Données et consentement
Un identifiant, une formule, une date de départ
Rien sur ce domaine ne réclame un numéro de carte, parce que rien sur ce domaine n'est construit pour en recevoir un. L'argent circule chez un prestataire que vous connaissez déjà, un abonnement se convient en conversation, et ce qui reste ici ensuite tient sur un seul écran.
Dernière mise à jour : 31 juillet 2026
Quatre éléments composent une fiche abonné : l'identifiant depuis lequel vous avez écrit, la formule choisie, le jour où le terme a commencé, et la conversation elle-même. Une adresse électronique s'y ajoute lorsque le courriel était la voie empruntée. La mesure d'audience reste inerte tant que vous ne l'activez pas. Rien de tout cela n'est vendu, loué ni transmis à un annonceur, et comme personne ne s'inscrit à quoi que ce soit, il n'y a pas ici de tiroir fermé à clé qui contiendrait vos informations.
1. Ce qui ne nous parvient jamais
Commençons par les absences. Sur ce sujet, elles renseignent davantage que n'importe quel inventaire, donc elles viennent en premier.
- Les numéros de carte, et ce qui les entoure. Aucune page ici ne porte de champ de paiement, et il n'existe aucune page de commande pour en porter un. L'argent part par le service que vous avez choisi — un réseau de cartes, Apple Pay, Google Pay, PayPal — ou par une chaîne publique que rien de notre côté ne gouverne. Une confirmation nous revient. Les chiffres qui sont derrière restent exactement là où vous les avez saisis.

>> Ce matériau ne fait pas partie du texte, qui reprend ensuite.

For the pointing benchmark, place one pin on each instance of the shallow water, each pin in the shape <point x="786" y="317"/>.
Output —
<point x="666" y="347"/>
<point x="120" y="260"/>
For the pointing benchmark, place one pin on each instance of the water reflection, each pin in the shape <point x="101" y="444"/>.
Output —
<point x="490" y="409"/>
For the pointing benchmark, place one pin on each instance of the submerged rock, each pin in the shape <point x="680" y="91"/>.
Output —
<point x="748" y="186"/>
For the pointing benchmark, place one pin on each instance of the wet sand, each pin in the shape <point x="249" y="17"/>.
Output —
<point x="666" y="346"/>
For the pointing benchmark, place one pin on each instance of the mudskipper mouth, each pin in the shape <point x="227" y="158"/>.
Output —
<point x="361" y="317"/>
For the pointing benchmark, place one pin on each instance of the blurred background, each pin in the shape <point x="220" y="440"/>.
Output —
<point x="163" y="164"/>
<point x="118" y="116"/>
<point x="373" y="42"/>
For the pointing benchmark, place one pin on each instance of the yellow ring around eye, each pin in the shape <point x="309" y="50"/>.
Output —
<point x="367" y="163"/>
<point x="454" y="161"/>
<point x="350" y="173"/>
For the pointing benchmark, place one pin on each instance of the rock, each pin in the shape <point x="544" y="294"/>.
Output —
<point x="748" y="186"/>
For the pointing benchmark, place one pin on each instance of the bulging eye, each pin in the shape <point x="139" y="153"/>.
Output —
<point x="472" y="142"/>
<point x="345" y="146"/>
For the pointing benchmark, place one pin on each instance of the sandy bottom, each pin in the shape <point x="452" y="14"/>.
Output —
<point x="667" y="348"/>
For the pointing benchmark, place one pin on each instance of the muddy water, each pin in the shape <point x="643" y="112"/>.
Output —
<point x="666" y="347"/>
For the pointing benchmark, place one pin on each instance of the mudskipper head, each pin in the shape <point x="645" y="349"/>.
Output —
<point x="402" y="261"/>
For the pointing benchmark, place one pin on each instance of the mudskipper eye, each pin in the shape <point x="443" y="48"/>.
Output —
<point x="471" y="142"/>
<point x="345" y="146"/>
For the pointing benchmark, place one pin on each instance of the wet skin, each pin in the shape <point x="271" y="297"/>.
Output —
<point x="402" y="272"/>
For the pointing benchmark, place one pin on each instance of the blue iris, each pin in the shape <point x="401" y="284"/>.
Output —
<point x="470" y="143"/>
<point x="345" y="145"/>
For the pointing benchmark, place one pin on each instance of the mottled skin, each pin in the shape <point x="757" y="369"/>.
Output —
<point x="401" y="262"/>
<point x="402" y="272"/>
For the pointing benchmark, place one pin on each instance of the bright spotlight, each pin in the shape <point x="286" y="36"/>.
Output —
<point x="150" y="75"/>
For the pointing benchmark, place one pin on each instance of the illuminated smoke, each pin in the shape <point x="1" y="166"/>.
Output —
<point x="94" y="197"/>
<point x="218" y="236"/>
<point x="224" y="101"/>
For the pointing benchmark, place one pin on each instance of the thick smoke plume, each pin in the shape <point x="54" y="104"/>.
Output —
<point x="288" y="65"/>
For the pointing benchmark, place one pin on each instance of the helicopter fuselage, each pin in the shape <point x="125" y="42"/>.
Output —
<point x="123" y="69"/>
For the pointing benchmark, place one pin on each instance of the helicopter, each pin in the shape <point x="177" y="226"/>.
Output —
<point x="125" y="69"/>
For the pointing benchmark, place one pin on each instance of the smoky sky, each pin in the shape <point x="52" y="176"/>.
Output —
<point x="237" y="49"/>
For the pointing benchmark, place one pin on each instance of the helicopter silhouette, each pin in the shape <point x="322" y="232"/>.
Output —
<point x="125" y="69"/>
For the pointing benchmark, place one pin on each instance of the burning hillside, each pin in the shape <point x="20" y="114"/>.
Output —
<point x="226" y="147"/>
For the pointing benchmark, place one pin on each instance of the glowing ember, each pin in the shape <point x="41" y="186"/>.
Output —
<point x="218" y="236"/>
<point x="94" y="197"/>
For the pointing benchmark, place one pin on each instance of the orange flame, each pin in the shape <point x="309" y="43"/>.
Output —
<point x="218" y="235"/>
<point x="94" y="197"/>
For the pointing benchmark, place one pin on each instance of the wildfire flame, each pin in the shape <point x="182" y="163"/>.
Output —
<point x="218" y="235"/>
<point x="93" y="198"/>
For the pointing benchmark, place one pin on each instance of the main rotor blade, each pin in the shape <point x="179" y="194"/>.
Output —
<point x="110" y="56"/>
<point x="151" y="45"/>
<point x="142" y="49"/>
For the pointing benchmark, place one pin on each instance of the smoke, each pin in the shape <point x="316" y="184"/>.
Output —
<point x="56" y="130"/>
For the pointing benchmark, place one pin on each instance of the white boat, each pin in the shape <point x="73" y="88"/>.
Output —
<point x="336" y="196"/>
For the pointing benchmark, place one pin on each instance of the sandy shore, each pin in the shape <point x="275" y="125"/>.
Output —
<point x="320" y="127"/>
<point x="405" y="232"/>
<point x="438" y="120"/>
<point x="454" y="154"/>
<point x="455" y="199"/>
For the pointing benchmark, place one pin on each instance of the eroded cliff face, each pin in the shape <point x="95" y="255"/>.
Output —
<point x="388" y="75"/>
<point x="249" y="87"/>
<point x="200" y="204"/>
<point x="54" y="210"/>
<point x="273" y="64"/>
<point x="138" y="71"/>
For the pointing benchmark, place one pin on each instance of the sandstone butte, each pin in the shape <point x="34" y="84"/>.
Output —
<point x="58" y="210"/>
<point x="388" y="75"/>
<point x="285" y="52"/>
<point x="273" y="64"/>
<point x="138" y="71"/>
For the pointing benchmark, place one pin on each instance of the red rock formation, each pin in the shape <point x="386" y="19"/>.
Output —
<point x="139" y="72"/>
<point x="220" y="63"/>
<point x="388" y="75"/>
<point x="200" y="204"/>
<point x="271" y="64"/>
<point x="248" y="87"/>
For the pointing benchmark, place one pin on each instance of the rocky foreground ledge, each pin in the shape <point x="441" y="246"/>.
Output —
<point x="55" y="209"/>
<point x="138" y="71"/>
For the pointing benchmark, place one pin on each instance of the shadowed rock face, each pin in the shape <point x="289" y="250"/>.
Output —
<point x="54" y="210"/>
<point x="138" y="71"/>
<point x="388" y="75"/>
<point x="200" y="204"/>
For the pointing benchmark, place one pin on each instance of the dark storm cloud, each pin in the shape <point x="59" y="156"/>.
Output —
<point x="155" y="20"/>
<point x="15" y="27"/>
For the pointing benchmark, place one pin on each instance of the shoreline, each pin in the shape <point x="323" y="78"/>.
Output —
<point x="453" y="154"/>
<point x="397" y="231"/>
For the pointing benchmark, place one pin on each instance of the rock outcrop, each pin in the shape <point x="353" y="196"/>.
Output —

- Les phrases de récupération et les coordonnées bancaires. Mots de récupération, clés privées, IBAN, numéro de compte : un abonnement peut être délivré sans un seul de ces éléments, donc aucun n'est demandé. Tout message portant notre nom qui en réclamerait un n'a pas été écrit ici.
- Des comptes utilisateurs. Personne ne s'inscrit sur ce site. Cela signifie aucune table de noms d'utilisateurs, aucune empreinte de mot de passe stockée et aucune session à détourner — rien qu'un intrus trouverait digne du déplacement.
- Des pièces justificatives, et un endroit où les envoyer. Aucun colis n'est expédié et aucune identité n'est vérifiée sur documents : une photographie de passeport et une adresse postale seraient donc les réponses à des questions que personne ici n'a posées.
- Vos habitudes de visionnage. Ce qui passe sur votre téléviseur est une conversation entre votre appareil et le service. Cela ne remonte jamais vers ce site. Il n'existe ici aucun historique susceptible de fuiter, d'être vendu ou d'être produit sous la contrainte.
- Quoi que ce soit qu'un marché publicitaire achèterait. Aucune liste d'audience n'est constituée et aucune n'est achetée. Courtiers, places de marché et régies repartent les mains vides, quelle que soit l'offre.
2. Les trois portes, et il n'y en a pas de quatrième
Tout ce qui est détenu ici est passé par l'une d'elles. Rien n'arrive autrement.
La conversation que vous ouvrez. Sur WhatsApp, l'identifiant est un numéro de téléphone ; sur Telegram, c'est un nom d'utilisateur. Autour se trouve ce que vous avez bien voulu donner — un prénom la plupart du temps, la formule en discussion, le pays où se trouve le téléviseur, ce qui est branché derrière. Les fils sont conservés entiers volontairement. Quelqu'un qui répond au dixième mois devrait lire ce qui a été convenu plutôt que le reconstituer.
Le panneau de commande de ces pages. Toucher une formule ouvre un court formulaire. Il prend la formule et un numéro, puis transmet l'échange à une messagerie. Deux valeurs supplémentaires font le voyage : la page d'où vous venez, et le site qui vous a orienté vers elle. Ni l'une ni l'autre n'approche la publicité. Elles existent pour vous éviter de réexpliquer un guide que vous avez déjà lu.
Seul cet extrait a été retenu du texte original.